Introduction: The Allure of Buying the Dip
"Buy the dip" – those three words have become a rallying cry for investors across social media platforms and trading forums. The concept is intuitively appealing: wait for market downturns, then deploy your cash to scoop up assets at discount prices. But does this tactical approach actually work? Using nearly two decades of market data spanning bull markets, bear markets, and everything in between, we'll examine how different dip-buying strategies perform against a simple buy-and-hold approach.
Strategy Logic & Assumptions
Our simulation begins with a straightforward premise: an investor starts with $100,000 in initial capital and follows a systematic approach to buying market dips. When SPY drops by a predefined threshold (5%, 10%, or 15%) from its recent high, the investor deploys 20% of available cash to buy shares. A 20-day cooldown period prevents overtrading after each purchase. We tested this strategy using historical SPY data from 2005 through 2024, capturing multiple market cycles including the 2008 crash (financial crisis), the 2020 COVID crash, and the 2022 bear market.
Simulation Approach
The core logic of our simulation can be described in plain language as follows:
- Start with $100,000 in cash and no SPY shares. - Track the highest price SPY has reached so far. - Every day, check if the current SPY price has fallen by a set percentage (like 5%, 10%, or 15%) from that recent high. - If it has, and at least 20 trading days have passed since the last purchase: - Spend 20% of the remaining cash to buy SPY at the current price. - Update your cash and SPY holdings accordingly. - Mark the date of this purchase to enforce the cooldown period. - At the end of each day, calculate the total portfolio value (cash + SPY shares × current price). - Repeat this process every trading day from 2005 to 2024.
Results & Performance Metrics

The results challenge conventional wisdom.
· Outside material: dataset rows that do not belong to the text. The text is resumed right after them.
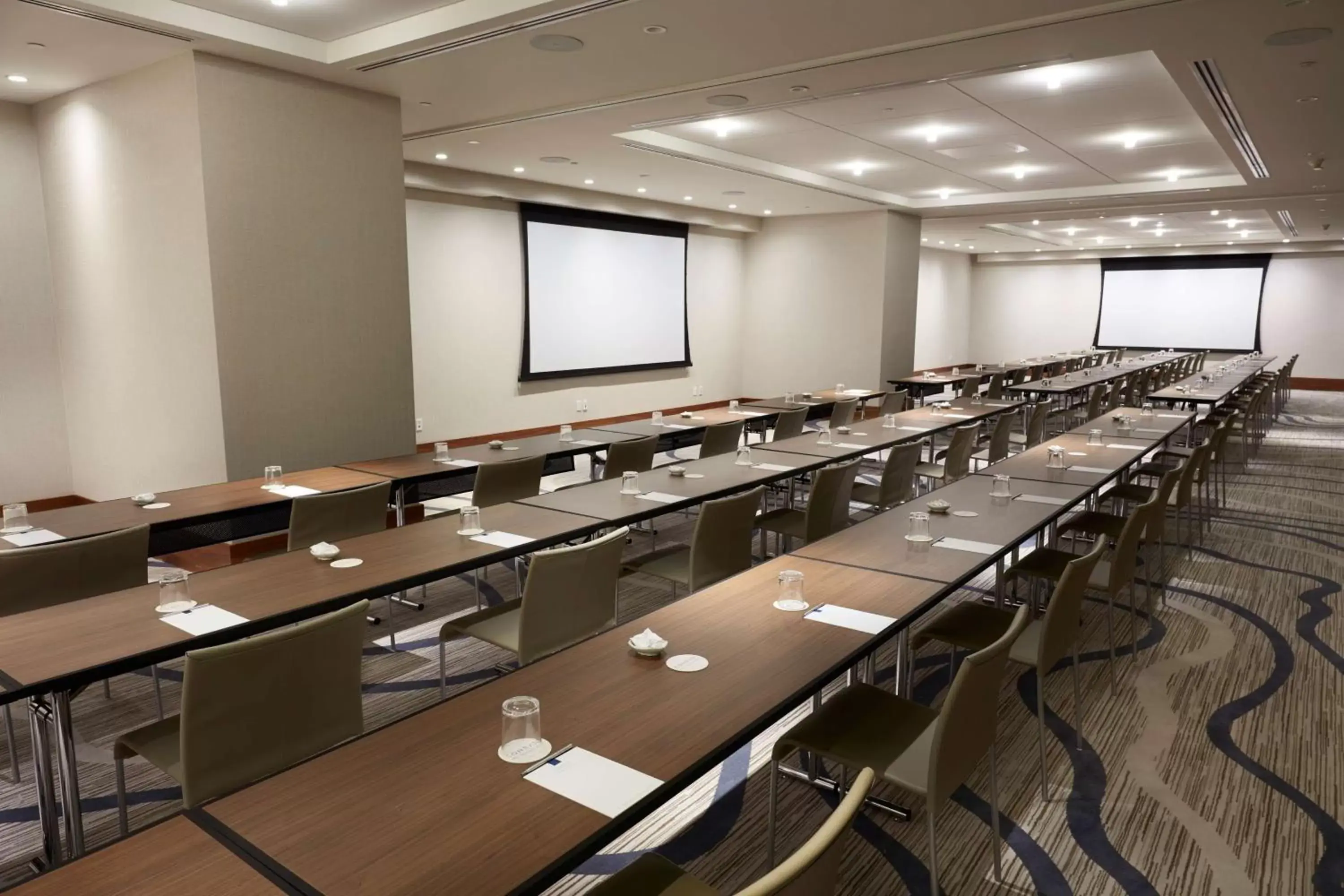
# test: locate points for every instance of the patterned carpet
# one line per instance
(1215, 767)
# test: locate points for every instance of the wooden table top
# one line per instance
(199, 503)
(62, 646)
(879, 543)
(1031, 464)
(171, 859)
(721, 476)
(425, 805)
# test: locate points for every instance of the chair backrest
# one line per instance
(969, 716)
(721, 544)
(570, 595)
(894, 402)
(636, 454)
(789, 424)
(62, 571)
(338, 515)
(254, 707)
(843, 413)
(828, 503)
(506, 481)
(1064, 614)
(898, 476)
(814, 870)
(721, 439)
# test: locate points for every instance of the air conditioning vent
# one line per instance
(1213, 82)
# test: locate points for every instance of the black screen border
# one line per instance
(600, 221)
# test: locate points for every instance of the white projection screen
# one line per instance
(1189, 303)
(605, 293)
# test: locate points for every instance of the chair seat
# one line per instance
(159, 743)
(651, 875)
(865, 727)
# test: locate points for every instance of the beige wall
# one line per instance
(34, 450)
(131, 273)
(467, 312)
(307, 222)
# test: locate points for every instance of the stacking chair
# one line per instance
(971, 625)
(843, 413)
(570, 595)
(789, 424)
(827, 511)
(956, 457)
(898, 478)
(722, 439)
(64, 571)
(812, 871)
(721, 546)
(254, 707)
(928, 751)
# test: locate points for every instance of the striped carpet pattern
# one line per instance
(1214, 769)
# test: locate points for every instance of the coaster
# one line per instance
(687, 663)
(525, 751)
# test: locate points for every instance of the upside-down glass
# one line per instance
(470, 519)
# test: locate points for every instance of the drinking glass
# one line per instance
(791, 591)
(15, 517)
(471, 521)
(174, 593)
(521, 741)
(1002, 487)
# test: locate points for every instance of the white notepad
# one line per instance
(1043, 499)
(31, 538)
(593, 781)
(847, 618)
(503, 539)
(203, 620)
(965, 544)
(662, 497)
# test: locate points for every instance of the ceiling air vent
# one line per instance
(1206, 70)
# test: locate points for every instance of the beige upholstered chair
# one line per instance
(926, 751)
(336, 516)
(570, 595)
(722, 439)
(827, 511)
(504, 481)
(898, 478)
(812, 871)
(254, 707)
(789, 424)
(721, 546)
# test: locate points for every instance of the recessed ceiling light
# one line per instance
(556, 42)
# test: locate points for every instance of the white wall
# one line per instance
(1029, 310)
(943, 320)
(35, 456)
(131, 273)
(467, 326)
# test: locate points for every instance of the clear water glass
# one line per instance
(17, 517)
(471, 521)
(1002, 487)
(174, 593)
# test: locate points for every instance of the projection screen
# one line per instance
(604, 293)
(1185, 303)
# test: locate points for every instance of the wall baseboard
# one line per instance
(1319, 383)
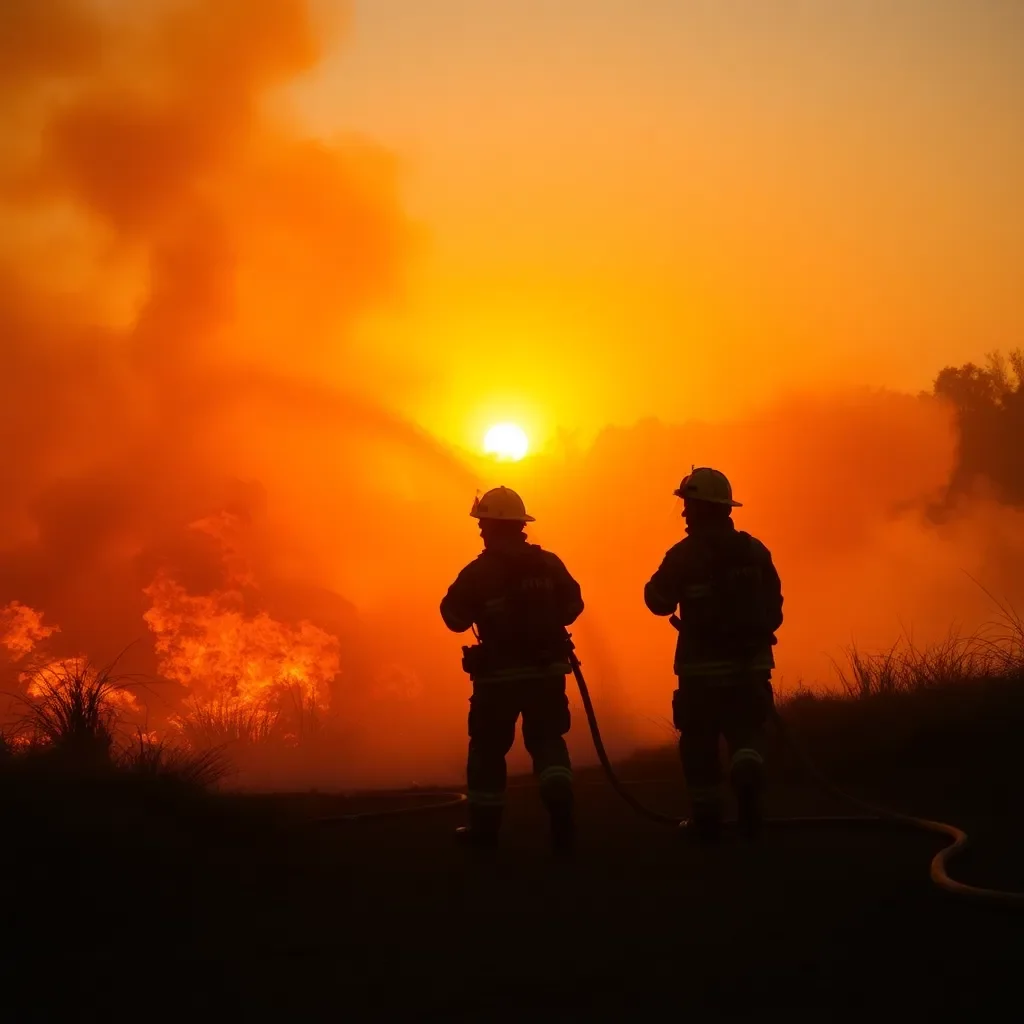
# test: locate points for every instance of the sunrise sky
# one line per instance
(679, 208)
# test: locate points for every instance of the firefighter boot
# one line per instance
(481, 832)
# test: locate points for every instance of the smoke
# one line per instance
(182, 273)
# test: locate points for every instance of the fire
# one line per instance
(22, 630)
(209, 643)
(68, 678)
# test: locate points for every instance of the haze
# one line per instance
(274, 271)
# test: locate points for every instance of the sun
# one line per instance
(506, 440)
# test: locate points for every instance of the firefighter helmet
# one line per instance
(705, 484)
(501, 503)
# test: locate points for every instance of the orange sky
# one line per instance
(679, 208)
(586, 217)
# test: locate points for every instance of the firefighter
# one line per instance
(520, 599)
(729, 601)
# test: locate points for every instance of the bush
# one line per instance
(150, 758)
(74, 709)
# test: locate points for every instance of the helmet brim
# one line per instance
(500, 518)
(709, 501)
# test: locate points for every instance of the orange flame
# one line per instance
(22, 630)
(208, 643)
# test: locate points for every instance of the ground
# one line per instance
(249, 908)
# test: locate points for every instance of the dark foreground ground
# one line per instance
(249, 910)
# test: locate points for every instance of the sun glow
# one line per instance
(506, 440)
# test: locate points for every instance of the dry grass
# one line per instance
(74, 708)
(148, 758)
(210, 724)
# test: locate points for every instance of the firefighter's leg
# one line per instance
(693, 713)
(493, 715)
(545, 722)
(744, 716)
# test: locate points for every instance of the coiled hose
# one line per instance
(872, 812)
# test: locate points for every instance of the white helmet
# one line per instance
(706, 484)
(501, 503)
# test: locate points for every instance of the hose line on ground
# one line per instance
(873, 812)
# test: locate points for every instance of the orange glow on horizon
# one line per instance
(291, 293)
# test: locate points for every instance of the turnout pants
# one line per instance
(494, 710)
(735, 708)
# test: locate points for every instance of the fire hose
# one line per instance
(871, 813)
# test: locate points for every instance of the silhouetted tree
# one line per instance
(989, 403)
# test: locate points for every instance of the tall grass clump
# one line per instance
(995, 652)
(150, 758)
(222, 722)
(73, 708)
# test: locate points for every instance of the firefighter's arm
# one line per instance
(569, 594)
(460, 604)
(662, 592)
Over the full period, the buy-and-hold strategy delivered the highest total return at 574.37%, outperforming all dip-buying approaches. Among the dip-buying strategies, the 15% threshold performed best with a 556.18% return. However, the story changes when we look at risk metrics. The 15% threshold strategy significantly reduced maximum drawdown to -40.26% compared to -55.20% for buy-and-hold – a substantial improvement in downside protection. It also achieved the best risk-adjusted returns with a Sharpe ratio of 0.48 versus 0.43 for buy-and-hold.

Case Studies: Market Crashes
During the 2008 financial crisis, the buy-the-dip strategies showed their defensive value. The 15% threshold strategy triggered fewer but more significant buys, preserving cash during the early stages of the decline and deploying it at more attractive valuations. This resulted in better downside protection during the crash phase, though all buy-the-dip strategies lagged during the subsequent recovery.

The COVID-19 crash presented a different scenario – a sharp but brief market decline followed by a rapid recovery. While the buy-the-dip strategies provided better downside protection during the crash phase, they significantly underperformed during the V-shaped recovery that followed. The 2022 bear market demonstrated the value of buy-the-dip strategies in prolonged downturns, with the 15% threshold strategy performing particularly well.
Key Takeaways & Limitations
- Risk reduction, not return enhancement: The primary benefit of buy-the-dip strategies is reduced volatility and smaller drawdowns, not higher returns.
- Threshold matters: Larger dip thresholds (15%) provide a better balance between risk reduction and return preservation than smaller thresholds.
- Market environment dependency: The strategy performs best in prolonged bear markets but struggles in V-shaped recoveries and strong bull markets.
- Psychological benefits: Beyond the numbers, having a systematic approach to market downturns may help investors avoid panic selling at market bottoms.
So, should you buy the dip? Our analysis suggests that while the strategy doesn't deliver the market-beating returns many hope for, it does provide meaningful risk reduction benefits that may be valuable to risk-averse investors. The data points to using a higher threshold (15%) to avoid overtrading and focusing on significant market corrections rather than minor pullbacks.